Seven of his last nine starts have seen Hellickson fan at least six batters, giving him a total of 10 such starts this year which is a career-high. His previous career-high of eight such games was reached in 2011, 2012, and 2013. He had just four last year, but he was limited to 13 starts. He had a 19% K rate so had he held up, he might've set a new high in 6+ K games last year. So what's driving this relative surge in strikeouts?

To figure this out, let's look at his career as two different parts: 2011-13 and 2014-15. With those as our splits, a clear factor emerges as the driving force behind Hellickson's newly found strikeouts: the curveball. From '11-13, the curve held batters to a .624 OPS with a 33% K rate in 278 PA, but the last two seasons it has been markedly better with a .470 OPS and 42% K rate in 142 PA. He's using it much more, too, going from 13% usage to 18% usage. Perhaps this jump in strikeouts shouldn't be that big of a surprise considering that Hellickson has held a 10% swinging strike rate for virtually his entire career.
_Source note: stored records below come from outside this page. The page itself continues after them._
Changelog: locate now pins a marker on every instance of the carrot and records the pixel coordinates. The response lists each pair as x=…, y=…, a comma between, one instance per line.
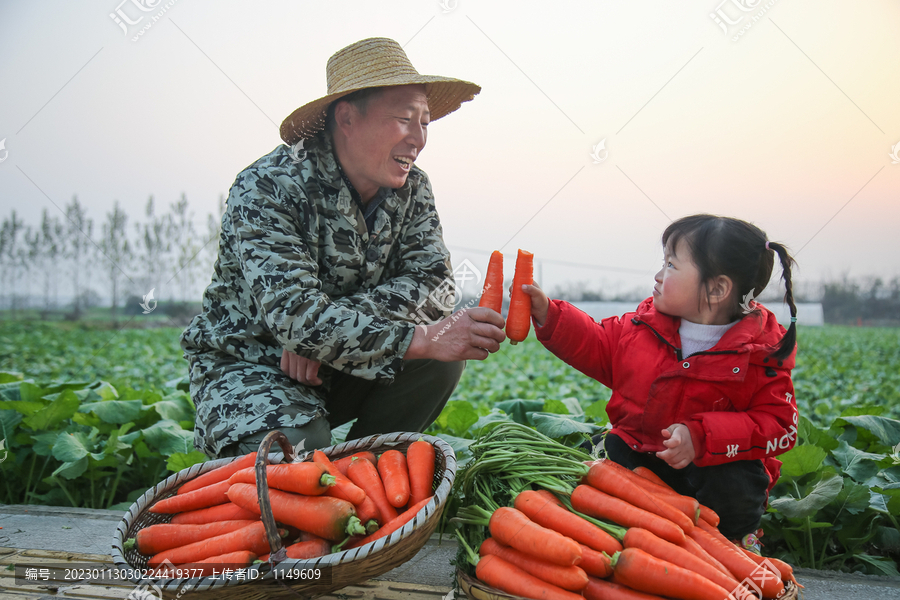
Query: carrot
x=610, y=479
x=569, y=578
x=509, y=578
x=518, y=319
x=365, y=475
x=492, y=294
x=214, y=565
x=343, y=488
x=786, y=570
x=343, y=463
x=660, y=548
x=595, y=563
x=306, y=549
x=650, y=476
x=221, y=512
x=324, y=516
x=736, y=562
x=694, y=548
x=217, y=475
x=210, y=495
x=309, y=479
x=420, y=462
x=512, y=528
x=393, y=525
x=644, y=572
x=709, y=515
x=595, y=503
x=395, y=476
x=546, y=513
x=162, y=536
x=252, y=538
x=600, y=589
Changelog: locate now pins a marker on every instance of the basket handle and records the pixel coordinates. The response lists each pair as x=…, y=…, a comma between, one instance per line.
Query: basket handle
x=278, y=553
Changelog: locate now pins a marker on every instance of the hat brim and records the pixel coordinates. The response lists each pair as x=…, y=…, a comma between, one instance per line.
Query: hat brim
x=445, y=95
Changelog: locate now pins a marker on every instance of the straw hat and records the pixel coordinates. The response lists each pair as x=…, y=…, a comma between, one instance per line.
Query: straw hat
x=374, y=62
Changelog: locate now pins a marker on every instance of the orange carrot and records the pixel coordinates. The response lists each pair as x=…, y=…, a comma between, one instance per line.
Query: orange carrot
x=512, y=528
x=392, y=526
x=365, y=475
x=162, y=536
x=569, y=578
x=601, y=589
x=595, y=563
x=324, y=516
x=609, y=479
x=343, y=463
x=210, y=495
x=343, y=488
x=660, y=548
x=548, y=514
x=214, y=565
x=217, y=475
x=736, y=561
x=644, y=572
x=252, y=538
x=649, y=475
x=492, y=294
x=595, y=503
x=221, y=512
x=518, y=319
x=306, y=549
x=309, y=479
x=420, y=462
x=509, y=578
x=395, y=476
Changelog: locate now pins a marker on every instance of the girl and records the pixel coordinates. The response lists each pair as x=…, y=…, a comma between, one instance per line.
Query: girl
x=700, y=373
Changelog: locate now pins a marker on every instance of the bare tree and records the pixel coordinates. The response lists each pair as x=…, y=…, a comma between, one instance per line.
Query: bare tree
x=117, y=251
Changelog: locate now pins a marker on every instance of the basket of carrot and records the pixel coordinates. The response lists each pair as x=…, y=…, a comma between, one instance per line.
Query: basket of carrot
x=545, y=521
x=269, y=525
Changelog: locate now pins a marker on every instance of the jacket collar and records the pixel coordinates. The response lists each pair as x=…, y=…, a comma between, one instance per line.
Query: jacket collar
x=757, y=333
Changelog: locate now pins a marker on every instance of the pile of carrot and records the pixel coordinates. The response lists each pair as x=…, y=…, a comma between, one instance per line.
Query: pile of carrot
x=320, y=507
x=616, y=534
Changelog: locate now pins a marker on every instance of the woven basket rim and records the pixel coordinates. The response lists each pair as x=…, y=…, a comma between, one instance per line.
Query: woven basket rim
x=344, y=558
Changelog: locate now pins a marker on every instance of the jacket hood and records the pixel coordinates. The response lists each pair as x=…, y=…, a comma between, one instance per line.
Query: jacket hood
x=757, y=333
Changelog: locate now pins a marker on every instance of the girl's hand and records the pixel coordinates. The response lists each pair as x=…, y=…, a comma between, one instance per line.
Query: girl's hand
x=680, y=450
x=539, y=303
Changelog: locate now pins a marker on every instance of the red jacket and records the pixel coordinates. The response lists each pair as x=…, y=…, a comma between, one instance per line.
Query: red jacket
x=737, y=402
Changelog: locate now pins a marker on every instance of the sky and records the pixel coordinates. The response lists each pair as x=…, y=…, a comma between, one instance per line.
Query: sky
x=783, y=113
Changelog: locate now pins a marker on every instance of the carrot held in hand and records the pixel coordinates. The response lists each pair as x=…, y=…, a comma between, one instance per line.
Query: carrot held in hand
x=569, y=578
x=395, y=476
x=210, y=495
x=518, y=320
x=365, y=475
x=420, y=462
x=492, y=295
x=644, y=572
x=309, y=479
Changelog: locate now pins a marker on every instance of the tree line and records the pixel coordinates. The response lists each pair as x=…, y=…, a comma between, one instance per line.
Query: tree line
x=69, y=263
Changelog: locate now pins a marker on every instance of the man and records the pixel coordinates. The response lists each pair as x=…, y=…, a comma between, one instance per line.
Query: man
x=322, y=304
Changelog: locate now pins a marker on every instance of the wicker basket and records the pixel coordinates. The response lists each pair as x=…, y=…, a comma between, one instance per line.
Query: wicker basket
x=348, y=567
x=476, y=590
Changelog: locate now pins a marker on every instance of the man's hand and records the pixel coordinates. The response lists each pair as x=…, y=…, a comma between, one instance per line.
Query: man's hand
x=304, y=370
x=539, y=303
x=680, y=450
x=467, y=334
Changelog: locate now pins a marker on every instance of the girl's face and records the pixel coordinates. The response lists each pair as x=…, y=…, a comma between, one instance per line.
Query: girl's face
x=677, y=289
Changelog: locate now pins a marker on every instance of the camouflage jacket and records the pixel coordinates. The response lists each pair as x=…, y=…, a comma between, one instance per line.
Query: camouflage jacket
x=297, y=268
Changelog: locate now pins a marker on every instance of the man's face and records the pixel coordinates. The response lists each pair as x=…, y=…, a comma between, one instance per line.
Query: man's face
x=383, y=143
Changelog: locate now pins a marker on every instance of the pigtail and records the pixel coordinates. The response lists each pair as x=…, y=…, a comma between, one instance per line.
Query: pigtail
x=789, y=341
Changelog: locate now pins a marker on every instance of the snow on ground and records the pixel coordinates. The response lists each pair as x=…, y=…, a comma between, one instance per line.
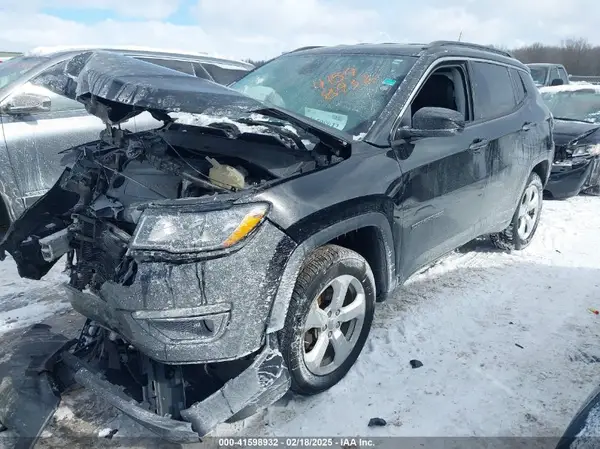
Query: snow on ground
x=24, y=302
x=508, y=346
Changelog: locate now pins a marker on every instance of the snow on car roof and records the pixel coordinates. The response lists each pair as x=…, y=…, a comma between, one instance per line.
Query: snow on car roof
x=46, y=51
x=570, y=88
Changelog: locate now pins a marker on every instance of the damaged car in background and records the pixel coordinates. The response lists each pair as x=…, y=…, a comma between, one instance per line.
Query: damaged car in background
x=576, y=167
x=238, y=250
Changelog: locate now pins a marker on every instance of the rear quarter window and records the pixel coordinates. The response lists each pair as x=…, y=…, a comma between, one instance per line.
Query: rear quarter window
x=519, y=86
x=493, y=90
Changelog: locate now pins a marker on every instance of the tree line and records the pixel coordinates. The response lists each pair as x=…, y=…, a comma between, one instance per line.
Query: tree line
x=577, y=55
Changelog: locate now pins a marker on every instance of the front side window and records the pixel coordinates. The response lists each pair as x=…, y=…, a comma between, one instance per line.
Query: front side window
x=492, y=90
x=344, y=91
x=582, y=104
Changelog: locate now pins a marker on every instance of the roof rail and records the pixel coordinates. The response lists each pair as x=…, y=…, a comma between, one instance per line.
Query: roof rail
x=470, y=45
x=309, y=47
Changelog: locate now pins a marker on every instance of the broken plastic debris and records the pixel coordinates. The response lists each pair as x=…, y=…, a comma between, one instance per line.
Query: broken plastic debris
x=416, y=364
x=377, y=422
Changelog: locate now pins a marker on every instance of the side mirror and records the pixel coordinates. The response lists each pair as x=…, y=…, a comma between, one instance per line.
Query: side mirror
x=433, y=122
x=26, y=104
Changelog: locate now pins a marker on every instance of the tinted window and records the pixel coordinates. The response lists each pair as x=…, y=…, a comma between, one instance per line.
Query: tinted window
x=519, y=86
x=224, y=74
x=59, y=103
x=344, y=91
x=180, y=66
x=554, y=74
x=492, y=90
x=539, y=75
x=563, y=75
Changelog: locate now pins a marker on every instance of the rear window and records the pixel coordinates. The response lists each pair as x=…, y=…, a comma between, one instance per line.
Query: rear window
x=224, y=74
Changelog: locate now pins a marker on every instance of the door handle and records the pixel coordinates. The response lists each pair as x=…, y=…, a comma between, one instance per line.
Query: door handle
x=479, y=144
x=527, y=126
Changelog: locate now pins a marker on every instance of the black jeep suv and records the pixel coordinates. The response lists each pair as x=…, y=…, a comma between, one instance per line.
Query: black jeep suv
x=239, y=250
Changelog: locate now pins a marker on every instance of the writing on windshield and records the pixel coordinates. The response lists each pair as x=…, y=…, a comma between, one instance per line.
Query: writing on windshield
x=346, y=91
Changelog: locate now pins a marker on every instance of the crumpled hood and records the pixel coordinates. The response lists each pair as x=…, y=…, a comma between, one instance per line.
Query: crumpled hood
x=566, y=131
x=116, y=87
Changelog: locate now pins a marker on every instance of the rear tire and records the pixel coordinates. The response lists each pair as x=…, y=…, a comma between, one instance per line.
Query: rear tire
x=329, y=318
x=522, y=228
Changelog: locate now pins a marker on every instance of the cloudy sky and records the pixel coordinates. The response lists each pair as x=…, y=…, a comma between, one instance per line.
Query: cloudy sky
x=265, y=28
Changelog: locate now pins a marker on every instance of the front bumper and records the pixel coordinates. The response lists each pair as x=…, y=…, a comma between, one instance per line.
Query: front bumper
x=565, y=182
x=31, y=391
x=201, y=312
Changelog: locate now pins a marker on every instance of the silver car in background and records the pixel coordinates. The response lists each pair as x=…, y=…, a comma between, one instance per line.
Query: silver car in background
x=37, y=124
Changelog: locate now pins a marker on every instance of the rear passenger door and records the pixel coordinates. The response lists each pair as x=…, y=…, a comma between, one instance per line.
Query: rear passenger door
x=499, y=125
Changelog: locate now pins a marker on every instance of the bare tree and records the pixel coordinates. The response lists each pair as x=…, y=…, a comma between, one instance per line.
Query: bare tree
x=577, y=55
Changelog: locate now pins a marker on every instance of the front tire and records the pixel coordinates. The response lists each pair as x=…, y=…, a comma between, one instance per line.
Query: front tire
x=329, y=318
x=522, y=228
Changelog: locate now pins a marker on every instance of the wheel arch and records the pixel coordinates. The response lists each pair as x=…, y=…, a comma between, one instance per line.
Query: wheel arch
x=374, y=226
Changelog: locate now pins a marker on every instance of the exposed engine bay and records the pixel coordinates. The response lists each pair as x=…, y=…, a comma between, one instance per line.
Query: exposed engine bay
x=91, y=215
x=117, y=177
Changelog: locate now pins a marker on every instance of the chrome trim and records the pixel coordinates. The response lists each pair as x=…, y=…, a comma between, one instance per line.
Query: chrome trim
x=430, y=69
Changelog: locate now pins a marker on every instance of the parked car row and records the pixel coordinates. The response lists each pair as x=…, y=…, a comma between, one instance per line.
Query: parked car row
x=320, y=182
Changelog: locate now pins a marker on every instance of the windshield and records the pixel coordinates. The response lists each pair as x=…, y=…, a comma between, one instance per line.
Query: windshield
x=581, y=104
x=344, y=91
x=539, y=75
x=12, y=69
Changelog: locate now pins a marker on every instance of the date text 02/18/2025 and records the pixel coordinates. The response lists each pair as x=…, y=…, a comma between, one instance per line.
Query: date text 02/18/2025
x=305, y=442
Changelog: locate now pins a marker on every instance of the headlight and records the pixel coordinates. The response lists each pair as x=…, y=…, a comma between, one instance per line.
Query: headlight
x=184, y=232
x=587, y=150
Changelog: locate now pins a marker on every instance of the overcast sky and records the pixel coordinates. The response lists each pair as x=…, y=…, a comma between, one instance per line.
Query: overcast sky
x=265, y=28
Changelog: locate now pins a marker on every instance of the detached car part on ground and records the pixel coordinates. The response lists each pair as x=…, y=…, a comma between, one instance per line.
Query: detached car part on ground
x=576, y=167
x=239, y=250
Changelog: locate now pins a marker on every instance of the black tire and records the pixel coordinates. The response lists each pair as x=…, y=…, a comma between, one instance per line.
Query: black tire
x=509, y=239
x=319, y=269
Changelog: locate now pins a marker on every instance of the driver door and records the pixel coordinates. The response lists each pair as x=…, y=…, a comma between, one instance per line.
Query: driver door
x=445, y=178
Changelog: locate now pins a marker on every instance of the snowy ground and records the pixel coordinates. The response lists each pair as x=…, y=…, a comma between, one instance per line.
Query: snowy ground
x=508, y=346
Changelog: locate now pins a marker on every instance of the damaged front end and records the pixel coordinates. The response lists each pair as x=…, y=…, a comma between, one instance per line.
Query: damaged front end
x=171, y=261
x=576, y=167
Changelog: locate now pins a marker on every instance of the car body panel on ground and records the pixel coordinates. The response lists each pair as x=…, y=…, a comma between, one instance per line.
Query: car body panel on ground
x=257, y=211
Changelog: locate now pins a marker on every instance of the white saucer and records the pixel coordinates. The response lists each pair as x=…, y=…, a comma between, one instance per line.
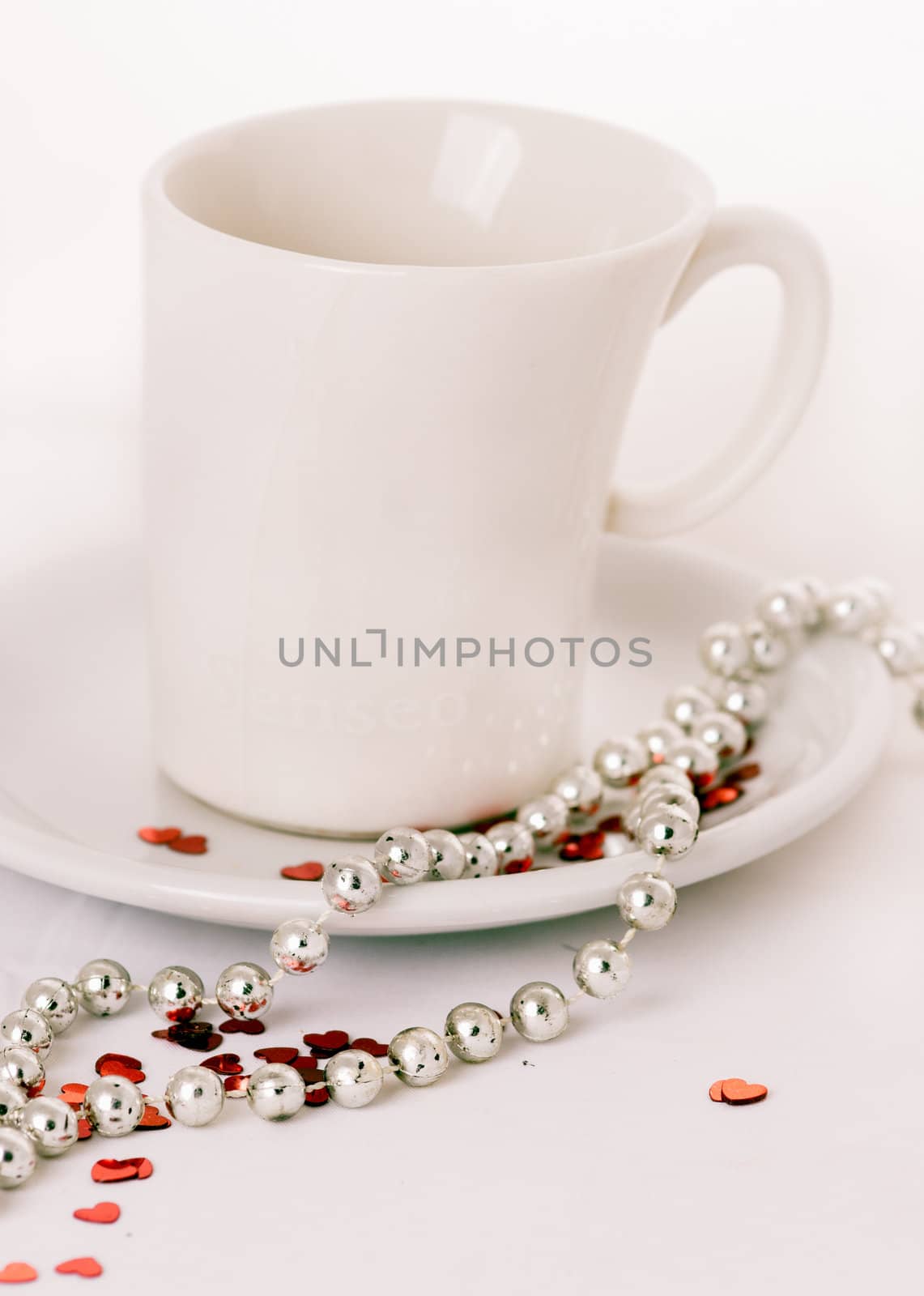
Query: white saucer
x=77, y=778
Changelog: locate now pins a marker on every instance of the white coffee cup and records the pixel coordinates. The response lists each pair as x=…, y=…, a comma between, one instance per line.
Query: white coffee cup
x=390, y=347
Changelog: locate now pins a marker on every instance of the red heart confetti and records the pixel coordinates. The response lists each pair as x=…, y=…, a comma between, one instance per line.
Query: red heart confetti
x=194, y=846
x=284, y=1055
x=308, y=872
x=160, y=836
x=104, y=1212
x=84, y=1265
x=226, y=1064
x=19, y=1272
x=113, y=1172
x=328, y=1043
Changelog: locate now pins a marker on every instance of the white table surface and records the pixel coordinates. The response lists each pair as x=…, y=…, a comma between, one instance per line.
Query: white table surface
x=596, y=1163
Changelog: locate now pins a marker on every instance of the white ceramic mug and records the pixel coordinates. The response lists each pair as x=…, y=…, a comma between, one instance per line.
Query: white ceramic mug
x=389, y=353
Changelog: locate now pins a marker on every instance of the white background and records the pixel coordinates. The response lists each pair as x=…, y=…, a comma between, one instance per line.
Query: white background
x=602, y=1166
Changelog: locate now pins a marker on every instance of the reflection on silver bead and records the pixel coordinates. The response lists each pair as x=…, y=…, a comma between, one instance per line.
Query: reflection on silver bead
x=696, y=760
x=244, y=991
x=723, y=648
x=686, y=703
x=602, y=969
x=420, y=1056
x=769, y=650
x=194, y=1095
x=539, y=1011
x=581, y=788
x=298, y=945
x=23, y=1068
x=353, y=1077
x=849, y=609
x=513, y=844
x=175, y=993
x=113, y=1106
x=55, y=1000
x=647, y=902
x=745, y=699
x=447, y=855
x=17, y=1157
x=621, y=761
x=402, y=855
x=658, y=736
x=275, y=1092
x=351, y=885
x=667, y=833
x=473, y=1032
x=481, y=859
x=51, y=1125
x=103, y=988
x=12, y=1099
x=546, y=818
x=25, y=1028
x=722, y=731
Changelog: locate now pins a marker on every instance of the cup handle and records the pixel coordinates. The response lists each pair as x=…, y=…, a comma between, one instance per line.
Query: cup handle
x=743, y=237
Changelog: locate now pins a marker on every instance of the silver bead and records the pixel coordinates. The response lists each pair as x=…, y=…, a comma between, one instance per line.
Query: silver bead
x=647, y=902
x=696, y=760
x=402, y=855
x=23, y=1068
x=602, y=969
x=667, y=833
x=784, y=607
x=581, y=788
x=51, y=1125
x=175, y=993
x=658, y=736
x=447, y=855
x=849, y=609
x=723, y=648
x=722, y=731
x=194, y=1095
x=244, y=991
x=12, y=1099
x=114, y=1106
x=745, y=699
x=103, y=988
x=25, y=1028
x=621, y=761
x=55, y=1000
x=513, y=844
x=473, y=1032
x=481, y=859
x=353, y=1077
x=420, y=1056
x=539, y=1011
x=546, y=818
x=769, y=650
x=351, y=885
x=686, y=703
x=17, y=1157
x=276, y=1092
x=298, y=945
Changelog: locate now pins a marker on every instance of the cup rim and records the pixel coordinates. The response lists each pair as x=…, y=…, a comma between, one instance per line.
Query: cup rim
x=155, y=200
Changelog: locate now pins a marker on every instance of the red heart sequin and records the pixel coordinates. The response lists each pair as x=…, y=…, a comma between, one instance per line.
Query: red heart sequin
x=226, y=1064
x=104, y=1212
x=84, y=1265
x=309, y=872
x=283, y=1055
x=113, y=1172
x=19, y=1272
x=328, y=1043
x=194, y=846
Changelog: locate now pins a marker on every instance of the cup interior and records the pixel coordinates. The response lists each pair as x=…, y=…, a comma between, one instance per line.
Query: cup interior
x=433, y=185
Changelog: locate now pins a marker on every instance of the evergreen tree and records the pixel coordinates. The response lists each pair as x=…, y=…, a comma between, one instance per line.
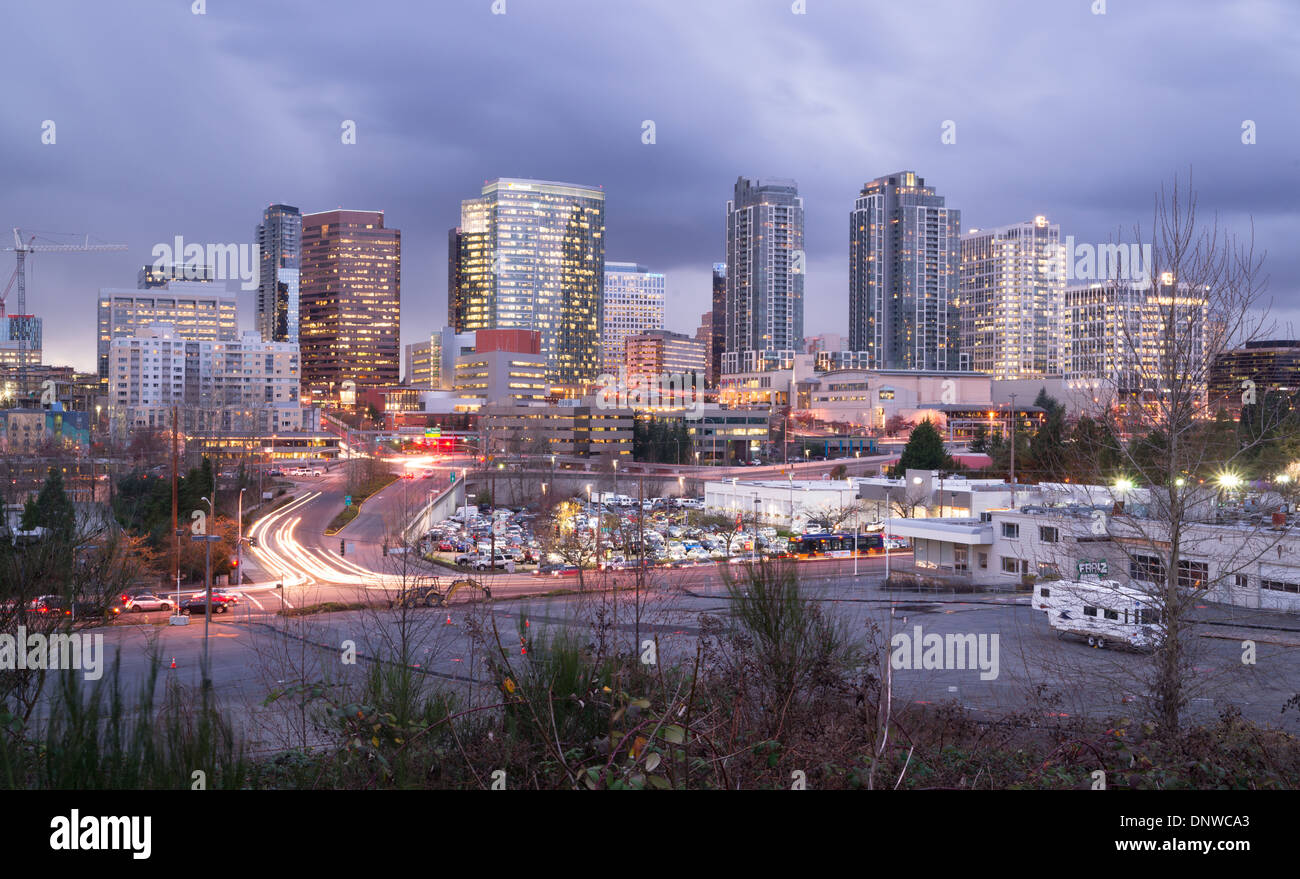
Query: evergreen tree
x=924, y=450
x=51, y=509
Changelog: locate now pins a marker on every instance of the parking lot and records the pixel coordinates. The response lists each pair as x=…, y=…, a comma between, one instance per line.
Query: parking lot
x=611, y=535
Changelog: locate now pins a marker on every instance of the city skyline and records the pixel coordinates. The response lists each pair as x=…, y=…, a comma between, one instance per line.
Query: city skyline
x=664, y=196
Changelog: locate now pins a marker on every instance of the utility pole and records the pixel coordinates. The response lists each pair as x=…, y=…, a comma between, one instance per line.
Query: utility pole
x=207, y=540
x=641, y=549
x=1013, y=451
x=176, y=503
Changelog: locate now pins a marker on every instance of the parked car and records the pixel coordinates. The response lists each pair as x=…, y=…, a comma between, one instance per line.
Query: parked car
x=221, y=602
x=501, y=561
x=557, y=571
x=144, y=602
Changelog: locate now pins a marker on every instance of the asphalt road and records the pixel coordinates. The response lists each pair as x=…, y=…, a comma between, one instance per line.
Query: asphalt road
x=255, y=652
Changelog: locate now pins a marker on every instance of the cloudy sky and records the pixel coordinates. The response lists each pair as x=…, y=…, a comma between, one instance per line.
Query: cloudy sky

His rates by season: 13% (36 IP in 2010), 10%, 9%, 10%, 10%, and 11% this year. Usually doubling a swinging strike rate is a good shorthand for an expected strike rate and yet this is his first season at 20% (outside of a 22% in that small sample of '10). The next step is getting the results to follow as his 4.60 ERA and 1.32 WHIP aren't helping anyone, but he has a much better foundation of skills than he did in Tampa Bay.

In addition to the surge in strikeouts, Hellickson has also posted a career-best 44% groundball rate which is especially important because of the HR issue highlighted earlier. I'm parsing the sample a bit at this point, but after allowing homers in each of his first three starts to open June, he has allowed just two total homers in his last six starts (35.3 IP), yielding a 0.5 HR/9. Unsurprisingly, that has also yielded his best stretch of results all year, too, with a 3.57 ERA (and 37 Ks).

Hellickson isn't a must add in all formats just yet, but he's someone you should definitely be keeping an eye on. He should be added in any NL-only leagues where he is still available. He is on just 17% of CBS leagues which means he is even more widely available at Yahoo! and ESPN as CBS generally caters to deeper leagues. This means he will be out there in plenty of NL-only leagues and almost all mixed leagues. I think 10-team mixers will still have plenty of more worthy candidates (perhaps some of these), but pitching-desperate clubs in 12-teamers might be ready to at least reserve Hellickson and anything beyond 12 teams can comfortably add him.